Commenting ahead of the closure of the Government’s consultation on a review of the Feed-in Tariff (FiT) scheme for renewable energy, Mark Stewart, Baker Tilly’s head of infrastructure and renewable energy in Scotland said: ‘This consultation has all been about the Department for Energy and Climate Change trying to manage its costs and the Government’s response will have very serious implications for the whole renewables sector.

‘In order to remain within the proposed overall budget cap of £75-100m for the FiT scheme (to 2018/19), developers and investors will have to accept the internal rate of return (IRR) hurdle rates assumed for each technology type underpinning the proposed FiT rates going forward.  For solar investors that means four per cent, for onshore wind it is five per cent and for hydro it is nine per cent.  If the cost of the scheme cannot be managed by these deployment caps, DECC proposes to close the scheme for new applicants as soon as legislatively possible, which is expected to be January 2016.

‘Many of our clients have strongly argued that the proposed hurdle rates for onshore wind and solar projects in particular are well below that which would attract investment in the FiT scheme going forward.

‘Sadly for the renewables sector, this consultation is but one of a number of recent UK Government announcements which have rocked the industry. This started with the closure of the Renewables Obligation (RO) for large scale solar projects of 5MW or more in April 2015, followed by the consultation on the intention to close the RO for solar projects of less than 5MW from 1 April 2016 and the intention to close the RO for onshore wind from 1 April 2016 – although this appears to have been defeated in the House of Lords.

“We’ve also seen a delay to the next round of contract for difference (CfD) allocations, the removal of FiT pre-accreditation and the removal of renewable energy generation from the climate change levy exemption. These have all had a detrimental effect on investors, funders, the community and supply chains across the renewables industry. Taken together, they are undermining commitments to tackling climate change and putting thousands of jobs and billions of pounds worth of investment at risk.

‘According to Scottish Renewables, the voice of the industry in Scotland, the impact of these measures could be in the region of £3bn of lost investment and over 5,000 jobs lost in Scotland alone. A report to be issued today by Community Energy England states that capital investment of £127m is now not likely to happen as a result of changes to the FiT scheme, 87% of which are solar projects.

‘The debate on “cost minimisation to the end consumer”, one of Amber Rudd’s key manifesto pledges, will certainly intensify in the coming weeks, particularly as the UK has signed an agreement with the Chinese Government to deliver the £18bn Hinkley Point C nuclear energy plant which is a 3GW power station. It has been argued that the same level of investment would deliver 20GW if invested into offshore wind technology.’

Lindsey Cooper, a partner in Baker Tilly’s restructuring and advisory renewable energy team said: ‘The disproportionate impact on the solar industry is being felt with a number of high profile administrations in recent weeks including the Mark Group and Climate Energy citing a lack of consumer demand resulting from UK Government policy changes.
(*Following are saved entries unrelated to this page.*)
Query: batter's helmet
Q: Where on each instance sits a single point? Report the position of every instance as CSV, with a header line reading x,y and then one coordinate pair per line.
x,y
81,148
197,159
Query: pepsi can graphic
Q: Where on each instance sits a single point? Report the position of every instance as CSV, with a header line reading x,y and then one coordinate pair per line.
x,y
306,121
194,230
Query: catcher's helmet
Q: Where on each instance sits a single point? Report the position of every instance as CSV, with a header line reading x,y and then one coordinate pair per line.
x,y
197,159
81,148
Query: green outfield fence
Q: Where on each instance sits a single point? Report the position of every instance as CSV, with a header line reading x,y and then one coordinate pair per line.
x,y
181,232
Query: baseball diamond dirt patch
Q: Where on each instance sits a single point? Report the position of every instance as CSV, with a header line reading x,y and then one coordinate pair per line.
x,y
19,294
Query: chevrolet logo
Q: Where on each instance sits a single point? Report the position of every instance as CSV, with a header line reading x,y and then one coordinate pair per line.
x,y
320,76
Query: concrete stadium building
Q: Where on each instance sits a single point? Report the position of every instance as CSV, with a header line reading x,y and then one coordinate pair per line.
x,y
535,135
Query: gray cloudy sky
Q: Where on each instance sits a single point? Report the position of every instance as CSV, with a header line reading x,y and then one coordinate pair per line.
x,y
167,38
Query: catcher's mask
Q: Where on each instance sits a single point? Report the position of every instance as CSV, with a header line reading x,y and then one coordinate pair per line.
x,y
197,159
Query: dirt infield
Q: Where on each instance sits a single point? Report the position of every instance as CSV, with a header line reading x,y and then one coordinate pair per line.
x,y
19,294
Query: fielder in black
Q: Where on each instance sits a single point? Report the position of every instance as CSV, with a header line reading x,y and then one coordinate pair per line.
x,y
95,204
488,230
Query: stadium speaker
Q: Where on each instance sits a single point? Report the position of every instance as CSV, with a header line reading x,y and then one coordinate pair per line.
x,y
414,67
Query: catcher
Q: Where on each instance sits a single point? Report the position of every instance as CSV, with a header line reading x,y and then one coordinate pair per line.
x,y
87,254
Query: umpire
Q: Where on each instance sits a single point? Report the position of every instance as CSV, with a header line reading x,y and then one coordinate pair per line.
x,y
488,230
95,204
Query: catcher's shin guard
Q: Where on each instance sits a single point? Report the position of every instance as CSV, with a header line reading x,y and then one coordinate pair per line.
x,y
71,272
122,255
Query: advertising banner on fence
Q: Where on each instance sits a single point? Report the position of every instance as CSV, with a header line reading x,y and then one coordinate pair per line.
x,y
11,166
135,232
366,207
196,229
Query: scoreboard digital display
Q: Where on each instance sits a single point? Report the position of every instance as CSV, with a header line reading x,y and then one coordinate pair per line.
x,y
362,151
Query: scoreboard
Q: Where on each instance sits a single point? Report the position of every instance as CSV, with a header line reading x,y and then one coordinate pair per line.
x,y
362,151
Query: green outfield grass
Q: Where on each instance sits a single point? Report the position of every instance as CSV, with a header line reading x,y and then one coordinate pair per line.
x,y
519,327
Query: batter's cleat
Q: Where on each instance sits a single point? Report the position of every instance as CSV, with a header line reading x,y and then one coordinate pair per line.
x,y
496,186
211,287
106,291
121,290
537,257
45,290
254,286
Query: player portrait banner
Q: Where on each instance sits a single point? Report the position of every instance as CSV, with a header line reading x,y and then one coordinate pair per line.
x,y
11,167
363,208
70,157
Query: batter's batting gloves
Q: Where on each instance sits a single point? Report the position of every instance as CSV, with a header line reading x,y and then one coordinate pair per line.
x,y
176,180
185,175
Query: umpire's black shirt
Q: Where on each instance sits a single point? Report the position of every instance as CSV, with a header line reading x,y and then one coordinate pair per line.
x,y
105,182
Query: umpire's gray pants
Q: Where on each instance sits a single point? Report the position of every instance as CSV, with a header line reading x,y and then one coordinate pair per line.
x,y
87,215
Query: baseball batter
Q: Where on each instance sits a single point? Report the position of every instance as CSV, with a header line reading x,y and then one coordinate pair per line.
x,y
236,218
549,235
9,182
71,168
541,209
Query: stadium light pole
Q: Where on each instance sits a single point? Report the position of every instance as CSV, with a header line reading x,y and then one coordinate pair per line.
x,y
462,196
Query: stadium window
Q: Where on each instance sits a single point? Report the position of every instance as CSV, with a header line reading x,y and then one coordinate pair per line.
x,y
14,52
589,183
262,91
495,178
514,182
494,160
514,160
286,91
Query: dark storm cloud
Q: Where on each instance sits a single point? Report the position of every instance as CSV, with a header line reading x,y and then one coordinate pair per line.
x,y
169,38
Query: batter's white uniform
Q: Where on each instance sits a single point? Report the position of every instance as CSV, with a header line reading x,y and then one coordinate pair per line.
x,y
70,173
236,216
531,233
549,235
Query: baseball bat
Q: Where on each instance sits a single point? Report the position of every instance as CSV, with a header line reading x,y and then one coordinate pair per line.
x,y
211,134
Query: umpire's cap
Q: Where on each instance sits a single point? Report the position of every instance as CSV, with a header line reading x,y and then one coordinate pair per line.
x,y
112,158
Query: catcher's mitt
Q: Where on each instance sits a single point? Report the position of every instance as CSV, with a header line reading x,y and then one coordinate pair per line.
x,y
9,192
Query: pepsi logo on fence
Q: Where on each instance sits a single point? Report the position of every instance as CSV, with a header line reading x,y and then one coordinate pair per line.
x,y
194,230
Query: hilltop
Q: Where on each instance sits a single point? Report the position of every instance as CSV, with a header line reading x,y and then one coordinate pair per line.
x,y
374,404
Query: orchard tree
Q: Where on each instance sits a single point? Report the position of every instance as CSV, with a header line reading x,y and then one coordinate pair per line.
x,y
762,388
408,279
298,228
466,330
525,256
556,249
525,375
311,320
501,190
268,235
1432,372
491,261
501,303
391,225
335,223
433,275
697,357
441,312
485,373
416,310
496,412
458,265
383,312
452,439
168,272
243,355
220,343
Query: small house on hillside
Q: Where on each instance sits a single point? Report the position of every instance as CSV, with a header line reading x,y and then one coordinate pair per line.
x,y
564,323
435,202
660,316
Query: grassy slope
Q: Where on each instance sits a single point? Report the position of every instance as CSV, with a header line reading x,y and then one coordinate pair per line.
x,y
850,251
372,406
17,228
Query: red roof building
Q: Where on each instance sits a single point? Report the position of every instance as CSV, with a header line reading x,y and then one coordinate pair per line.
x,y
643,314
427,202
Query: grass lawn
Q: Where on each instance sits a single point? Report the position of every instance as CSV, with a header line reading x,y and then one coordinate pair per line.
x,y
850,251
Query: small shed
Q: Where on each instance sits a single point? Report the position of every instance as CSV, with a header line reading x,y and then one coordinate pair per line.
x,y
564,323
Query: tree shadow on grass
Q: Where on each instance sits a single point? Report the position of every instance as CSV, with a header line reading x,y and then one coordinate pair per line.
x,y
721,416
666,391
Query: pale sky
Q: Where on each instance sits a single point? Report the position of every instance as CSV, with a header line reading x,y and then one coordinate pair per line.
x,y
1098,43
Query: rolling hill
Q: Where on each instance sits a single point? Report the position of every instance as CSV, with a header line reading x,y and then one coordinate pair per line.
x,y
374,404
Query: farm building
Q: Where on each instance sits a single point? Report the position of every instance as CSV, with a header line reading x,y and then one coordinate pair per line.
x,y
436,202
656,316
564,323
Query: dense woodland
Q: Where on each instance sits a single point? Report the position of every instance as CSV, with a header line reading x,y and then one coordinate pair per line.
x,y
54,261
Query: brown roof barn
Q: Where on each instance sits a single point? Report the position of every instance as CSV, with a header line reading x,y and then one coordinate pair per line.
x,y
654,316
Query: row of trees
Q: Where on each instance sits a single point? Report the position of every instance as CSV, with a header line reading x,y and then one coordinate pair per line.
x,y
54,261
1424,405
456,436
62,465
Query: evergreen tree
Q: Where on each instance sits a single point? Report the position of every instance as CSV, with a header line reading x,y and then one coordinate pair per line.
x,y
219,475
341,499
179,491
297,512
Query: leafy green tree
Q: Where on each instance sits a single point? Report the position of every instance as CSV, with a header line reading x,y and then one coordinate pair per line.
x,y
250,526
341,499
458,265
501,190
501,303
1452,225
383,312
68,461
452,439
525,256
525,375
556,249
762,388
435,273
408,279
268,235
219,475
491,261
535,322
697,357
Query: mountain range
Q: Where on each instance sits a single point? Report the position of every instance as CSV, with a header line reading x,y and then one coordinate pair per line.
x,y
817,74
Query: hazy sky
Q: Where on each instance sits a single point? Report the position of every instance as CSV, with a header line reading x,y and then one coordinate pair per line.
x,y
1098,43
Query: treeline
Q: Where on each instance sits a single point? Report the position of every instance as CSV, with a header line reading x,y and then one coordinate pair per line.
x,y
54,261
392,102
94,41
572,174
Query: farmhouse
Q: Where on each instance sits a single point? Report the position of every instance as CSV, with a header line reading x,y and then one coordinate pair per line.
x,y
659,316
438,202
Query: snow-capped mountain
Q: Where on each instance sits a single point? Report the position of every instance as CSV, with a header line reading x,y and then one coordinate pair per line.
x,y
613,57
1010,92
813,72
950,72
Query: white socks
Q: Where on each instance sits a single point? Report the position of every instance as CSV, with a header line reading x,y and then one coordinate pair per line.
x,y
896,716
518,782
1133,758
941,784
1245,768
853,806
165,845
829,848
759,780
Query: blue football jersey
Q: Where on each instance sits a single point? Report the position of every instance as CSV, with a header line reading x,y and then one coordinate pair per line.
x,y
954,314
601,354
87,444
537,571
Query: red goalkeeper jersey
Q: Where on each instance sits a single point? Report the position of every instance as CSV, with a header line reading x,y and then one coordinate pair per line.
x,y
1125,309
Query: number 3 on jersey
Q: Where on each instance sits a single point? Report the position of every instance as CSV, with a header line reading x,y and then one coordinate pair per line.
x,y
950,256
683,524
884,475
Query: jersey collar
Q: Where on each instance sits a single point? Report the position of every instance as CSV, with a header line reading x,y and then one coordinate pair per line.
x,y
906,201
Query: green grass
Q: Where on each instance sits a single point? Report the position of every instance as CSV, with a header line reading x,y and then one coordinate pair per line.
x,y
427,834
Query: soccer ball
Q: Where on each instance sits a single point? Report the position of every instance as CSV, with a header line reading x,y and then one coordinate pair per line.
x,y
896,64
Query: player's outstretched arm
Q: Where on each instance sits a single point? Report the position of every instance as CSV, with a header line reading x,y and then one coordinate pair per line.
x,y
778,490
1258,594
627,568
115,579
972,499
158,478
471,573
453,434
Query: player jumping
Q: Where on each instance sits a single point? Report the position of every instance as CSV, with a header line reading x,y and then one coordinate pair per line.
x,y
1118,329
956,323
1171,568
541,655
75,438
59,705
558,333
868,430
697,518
In addition two US groups have recently announced that they will be pulling out of the UK solar market.

‘Companies operating in the sector and their supply chain are facing increased scrutiny from their investors and bankers as they seek to gain comfort around ongoing viability and in some instances projects may be shelved or mothballed. This is a tough time for businesses in this sector and many will need to consider restructuring, merging or even exiting the market.’